Héctor Rodríguez, vicepresidente sectorial para el Socialismo Social y Territorial, informó el viernes 17 de julio que 21.235 personas permanecen alojadas en campamentos transitorios luego del doble terremoto ocurrido en Venezuela el 24 de junio de 2026.
En el balance que difundió Rodríguez en su cuenta de Instagram, el total de campamentos transitorios habilitados es de 107, con una capacidad de 25.707 plazas.
Cuatro estados mantienen campamentos transitorios
Asimismo, se conoció que en Caracas hay 41 refugios temporales, los cuales tienen capacidad para albergar a 10.996 personas. Actualmente, 8.310 plazas están ocupadas.
En La Guaira, la Vicepresidencia Sectorial para el Socialismo Social y Territorial indicó que hay 28 campamentos transitorios, los cuales albergan a 10.476 personas.
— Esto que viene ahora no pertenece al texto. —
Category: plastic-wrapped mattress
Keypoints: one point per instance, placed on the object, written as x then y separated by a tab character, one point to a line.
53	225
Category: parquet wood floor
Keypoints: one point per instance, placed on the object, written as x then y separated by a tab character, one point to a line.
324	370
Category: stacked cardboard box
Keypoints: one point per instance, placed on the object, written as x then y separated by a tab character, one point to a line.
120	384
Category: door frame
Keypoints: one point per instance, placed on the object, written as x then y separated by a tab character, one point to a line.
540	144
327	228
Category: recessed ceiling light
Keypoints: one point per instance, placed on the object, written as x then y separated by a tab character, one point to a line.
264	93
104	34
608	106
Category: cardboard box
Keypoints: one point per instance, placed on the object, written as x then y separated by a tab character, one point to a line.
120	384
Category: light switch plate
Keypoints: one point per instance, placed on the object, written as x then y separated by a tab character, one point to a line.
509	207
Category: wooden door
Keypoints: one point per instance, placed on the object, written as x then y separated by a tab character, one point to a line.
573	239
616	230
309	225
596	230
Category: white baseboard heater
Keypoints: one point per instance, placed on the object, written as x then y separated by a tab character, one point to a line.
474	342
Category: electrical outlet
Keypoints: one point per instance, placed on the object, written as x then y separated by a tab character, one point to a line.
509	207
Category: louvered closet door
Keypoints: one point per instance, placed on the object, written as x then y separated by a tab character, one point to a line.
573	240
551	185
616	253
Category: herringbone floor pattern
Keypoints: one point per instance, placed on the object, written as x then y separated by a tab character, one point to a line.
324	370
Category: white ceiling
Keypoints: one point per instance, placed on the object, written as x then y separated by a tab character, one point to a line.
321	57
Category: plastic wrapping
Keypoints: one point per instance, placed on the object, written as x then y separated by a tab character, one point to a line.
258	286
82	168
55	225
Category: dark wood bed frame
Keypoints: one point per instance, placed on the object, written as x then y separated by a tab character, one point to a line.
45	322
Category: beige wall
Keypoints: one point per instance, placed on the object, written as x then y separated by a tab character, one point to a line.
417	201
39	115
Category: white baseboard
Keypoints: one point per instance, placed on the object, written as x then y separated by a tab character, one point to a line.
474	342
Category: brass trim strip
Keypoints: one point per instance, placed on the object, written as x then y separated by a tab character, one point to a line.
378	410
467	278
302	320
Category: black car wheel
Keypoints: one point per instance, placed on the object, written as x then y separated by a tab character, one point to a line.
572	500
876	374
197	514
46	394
Mientras que en Miranda hay 28 campamentos transitorios, con una capacidad instalada de 3.610 plazas, de las cuales 1.747 están ocupadas.
En cuanto a Aragua, la institución confirmó que hay 10 campamentos transitorios, con una capacidad instalada de 776 plazas, de las cuales 702 están ocupadas.
Los campamentos transitorios forman parte de la respuesta desplegada por el Ejecutivo tras los terremotos del 24 de junio, que dejaron miles de personas sin vivienda y provocaron daños en edificaciones, hospitales, escuelas y vías de comunicación, principalmente en La Guaira y Caracas.
Mientras continúan las operaciones de rescate de cuerpos y la evaluación de estructuras, organismos nacionales e internacionales también mantienen la distribución de ayuda humanitaria y asistencia médica en las zonas más afectadas.
Campamentos transitorios unifamiliares
El 15 de julio, el presidente de la Asamblea Nacional (AN), Jorge Rodríguez, anunció que construirán campamentos transitorios unifamiliares para los afectados por los sismos del 24 de junio, tras verificar un terreno en Ciudad Caribia, en La Guaira.
“Estos espacios no serán depósitos de seres humanos; contarán con áreas verdes, canchas y zonas de emprendimiento para nuestra gente”, se lee en un mensaje que publicó Rodríguez en sus redes sociales.
En este sentido, el presidente de la AN explicó que los equipos se encuentran montando las bases y las placas para la construcción de estos espacios, que tendrán “una duración mayor a los campamentos que actualmente se encuentran habilitados”.
Rodríguez enfatizó que estos contarán con mayor privacidad, pues en cada uno de los espacios que se construyan “cabe perfectamente una familia en carácter de campamentos transitorios”.
Riesgos en los campamentos y refugios
El 14 de julio, el Centro Comunitario de Aprendizaje (Cecodap) publicó un informe sobre los riesgos presentes en los espacios transitorios y una serie de recomendaciones para proteger a las infancias. El documento se basa en un monitoreo y acompañamiento en terreno realizado por el Servicio de Atención Psicológica Crecer sin Violencia de Cecodap en La Guaira.
El equipo de Cecodap visitó varios campamentos transitorios en La Guaira entre el 7 y el 11 de julio, donde halló que se “brinda una respuesta inmediata a las familias afectadas y cuentan con la presencia de instituciones públicas, organizaciones humanitarias y equipos de salud que desarrollan acciones orientadas a garantizar alojamiento, atención médica y apoyo psicosocial”.
No obstante, alertó que, a medida que la fase crítica de la catástrofe da paso a una permanencia indefinida, la protección infantil se debilita. Aunque estos campamentos proporcionan un techo a los afectados, los riesgos se presentan en torno a las dinámicas de convivencia y al impacto emocional que enfrentan las familias.
Cecodap consideró que uno de los principales riesgos transversales es la falta de una programación diaria estable para niños, niñas y adolescentes, lo que prolonga la incertidumbre, dificulta su regulación emocional y entorpece la recuperación de la normalidad.
Además, señaló que el trauma provocado por el sismo se suma a la angustia de los cuidadores ante la incertidumbre sobre su futuro, lo que sobrecarga a las familias y reduce su capacidad para brindar una supervisión segura.
Asimismo, advirtió que la presencia constante de múltiples actores temporales o visitantes no acreditados, sumada a la debilidad de los controles de acceso, incrementa los riesgos de exposición a la violencia, el abuso o la separación temporal de los cuidadores.